Persistent Abducens Nerve Palsy after Successful Endovascular Treatment of a Dural Cavernous Sinus Arteriovenous Fistula

Special Article - Ophthalmology: Clinical Cases and Images

Austin J Clin Ophthalmol. 2016; 3(1): 1063.

Persistent Abducens Nerve Palsy after Successful Endovascular Treatment of a Dural Cavernous Sinus Arteriovenous Fistula

Neil R Miller¹* and James W McManaway²

¹Neuro-Ophthalmology Division, The Wilmer Eye Institute, The Johns Hopkins Hospital, USA

²Neuro-Ophthalmology Division, Hershey Pediatric Ophthalmology Associates, USA

*Corresponding author: Neil R. Miller, The Wilmer Eye Institute, Johns Hopkins Hospital, 600 North Wolfe Street, Baltimore, MD 21287-9204, USA

Received: November 03, 2015; Accepted: May 04, 2016; Published: May 12, 2016


Although cranial neuropathies are not uncommon after endovascular occlusion of dural cavernous sinus arteriovenous fistulas (DCAVFs), they almost always resolve or at least improve. We report the case of a healthy 57-year-old woman who developed left proptosis, chemosis and conjunctival injection that led to a diagnosis of a left-sided DCSAVF. The fistula was successfully embolized using a combination of a detachable balloon and platinum coils; however, following treatment the patient developed a left sixth (abducens) nerve paresis that did not resolve and eventually required surgical correction. It is unclear if the sixth nerve palsy resulted from chronic ischemia due to interruption of the vascular supply to the abducens nerve or from direct compression of the nerve. Patients with DCAVFs for whom endovascular treatment is planned should be warned of the potential for both transient and persistent post-procedure diplopia that ultimately may require treatment.

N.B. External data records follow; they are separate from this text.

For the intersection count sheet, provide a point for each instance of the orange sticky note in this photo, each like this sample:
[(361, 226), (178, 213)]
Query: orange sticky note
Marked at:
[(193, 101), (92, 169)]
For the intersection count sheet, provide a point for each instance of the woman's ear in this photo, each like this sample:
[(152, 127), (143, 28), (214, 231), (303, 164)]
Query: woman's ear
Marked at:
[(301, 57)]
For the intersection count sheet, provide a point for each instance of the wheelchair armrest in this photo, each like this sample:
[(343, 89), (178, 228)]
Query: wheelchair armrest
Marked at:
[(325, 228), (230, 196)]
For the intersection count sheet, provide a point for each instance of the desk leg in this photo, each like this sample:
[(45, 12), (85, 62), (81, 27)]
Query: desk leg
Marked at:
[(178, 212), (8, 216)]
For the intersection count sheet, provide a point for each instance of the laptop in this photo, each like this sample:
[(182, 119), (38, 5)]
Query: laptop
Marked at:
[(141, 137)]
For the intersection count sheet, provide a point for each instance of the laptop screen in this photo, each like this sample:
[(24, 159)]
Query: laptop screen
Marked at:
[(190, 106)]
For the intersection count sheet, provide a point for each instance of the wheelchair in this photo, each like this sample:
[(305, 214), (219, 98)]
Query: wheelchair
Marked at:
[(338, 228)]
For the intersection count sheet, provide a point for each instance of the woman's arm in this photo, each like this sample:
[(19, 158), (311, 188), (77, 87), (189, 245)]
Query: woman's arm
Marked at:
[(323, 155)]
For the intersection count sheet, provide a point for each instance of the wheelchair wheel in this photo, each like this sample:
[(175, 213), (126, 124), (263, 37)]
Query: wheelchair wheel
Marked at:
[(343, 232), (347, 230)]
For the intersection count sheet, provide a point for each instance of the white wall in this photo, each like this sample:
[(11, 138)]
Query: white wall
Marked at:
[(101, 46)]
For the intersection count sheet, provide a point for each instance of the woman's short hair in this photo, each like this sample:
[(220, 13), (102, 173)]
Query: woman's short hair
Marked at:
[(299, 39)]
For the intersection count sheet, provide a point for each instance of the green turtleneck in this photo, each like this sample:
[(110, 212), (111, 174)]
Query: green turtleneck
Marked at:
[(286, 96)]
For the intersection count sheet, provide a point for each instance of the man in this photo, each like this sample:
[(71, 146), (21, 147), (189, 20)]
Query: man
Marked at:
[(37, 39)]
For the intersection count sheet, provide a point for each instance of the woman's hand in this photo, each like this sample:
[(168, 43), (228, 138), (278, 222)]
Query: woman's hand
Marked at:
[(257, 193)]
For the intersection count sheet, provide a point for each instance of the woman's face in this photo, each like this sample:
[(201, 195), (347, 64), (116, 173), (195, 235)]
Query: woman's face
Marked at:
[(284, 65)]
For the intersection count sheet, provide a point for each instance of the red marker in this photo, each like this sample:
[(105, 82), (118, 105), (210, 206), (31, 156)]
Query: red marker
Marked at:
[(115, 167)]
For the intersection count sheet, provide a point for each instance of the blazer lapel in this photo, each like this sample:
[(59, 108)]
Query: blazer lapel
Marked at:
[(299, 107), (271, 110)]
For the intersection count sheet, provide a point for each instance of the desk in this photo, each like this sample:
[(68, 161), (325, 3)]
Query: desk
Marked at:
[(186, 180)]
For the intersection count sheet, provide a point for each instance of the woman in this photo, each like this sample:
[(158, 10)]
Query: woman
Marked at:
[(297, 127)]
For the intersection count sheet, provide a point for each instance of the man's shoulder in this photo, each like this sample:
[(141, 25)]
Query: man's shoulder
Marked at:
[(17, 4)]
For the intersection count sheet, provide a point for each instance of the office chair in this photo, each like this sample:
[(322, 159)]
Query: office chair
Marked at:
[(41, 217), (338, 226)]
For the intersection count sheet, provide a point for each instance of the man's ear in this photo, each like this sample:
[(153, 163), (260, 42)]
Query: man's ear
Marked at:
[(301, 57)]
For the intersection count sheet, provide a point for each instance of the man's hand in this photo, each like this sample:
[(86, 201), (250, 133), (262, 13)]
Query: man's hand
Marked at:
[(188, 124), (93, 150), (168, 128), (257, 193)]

Keywords: Dural arteriovenous fistula; Cavernous sinus; Sixth nerve palsy; Embolization; Superior ophthalmic vein; Endovascular


Dural cavernous sinus arteriovenous fistulas (DCSAVFs) are abnormal communications between the meningeal branches of the external and/or internal carotid artery and the cavernous sinus that may require treatment by one of several endovascular techniques [1]. Although the endovascular techniques used to close DCSAVFs are generally safe, complications can occur regardless of the specific approach, the material used to close the fistula, and whether or not the fistula is successfully closed [1,2]. Most often, these consist of dysfunction of the cranial nerves within the cavernous sinus, with the abducens nerve being most frequently affected [2]. Such cranial neuropathies usually are transient, resolving within days to weeks after the embolization [2,3]. Occasionally, however, they persist. We describe a patient who developed an isolated, persistent abducens nerve palsy after successful endovascular closure of a DCSAVF and discuss the potential mechanisms by which this complication may have occurred.

Case Report

A 57-year-old woman with no history of head trauma began to hear a swishing sound in the left occipital region and then developed redness and swelling of her left eye. An examination revealed normal visual acuity, conjunctival chemosis of the left eye, 4 mm of left proptosis, and asymmetric intraocular pressures of 10 mmHg OD and 17 mmHg OS. Auscultation of the left orbit revealed a faint bruit. A diagnosis of probable DCSAVF was made, and the patient underwent magnetic resonance angiography that supported the diagnosis. A catheter angiogram demonstrated a left-sided DCSAVF fed by branches from the right internal and external carotid arteries as well as the left external carotid artery (Figure 1). It was elected to follow the patient in the hope that the fistula would close spontaneously. The patient did not improve over the subsequent 6 months. Accordingly, she underwent closure of the fistula using an inflatable balloon introduced into the cavernous sinus through the ipsilateral superior ophthalmic vein (SOV) in the manner first described by Miller et al. [4]. Prior to this procedure, the patient had visual acuity of 20/25 OU, with normal color vision, normal visual fields, and normally reactive pupils. Extraocular movements were full, and the patient was orthophoric at distance and near. The left eye was injected, with dilated, “arterialized” conjunctival and episcleral vessels (Figure 2). The irides were normal without evidence of rubeosis. Tensions were 6 mmHg on the right, and 15 mmHg on the left. Ocular pulse amplitudes were 1.4 mm on the right and 4.5 mm on the left. Ophthalmoscopy revealed a slightly hyperemic left optic disc and somewhat dilated retinal vessels. There were no retinal hemorrhages or exudates. The right optic fundus was normal in appearance. Exophthalmometry revealed values of 15 mm on the right and 19 mm on the left. Corneal and facial sensation were equal and normal bilaterally. The remainder of the patient’s neurologic examination was normal.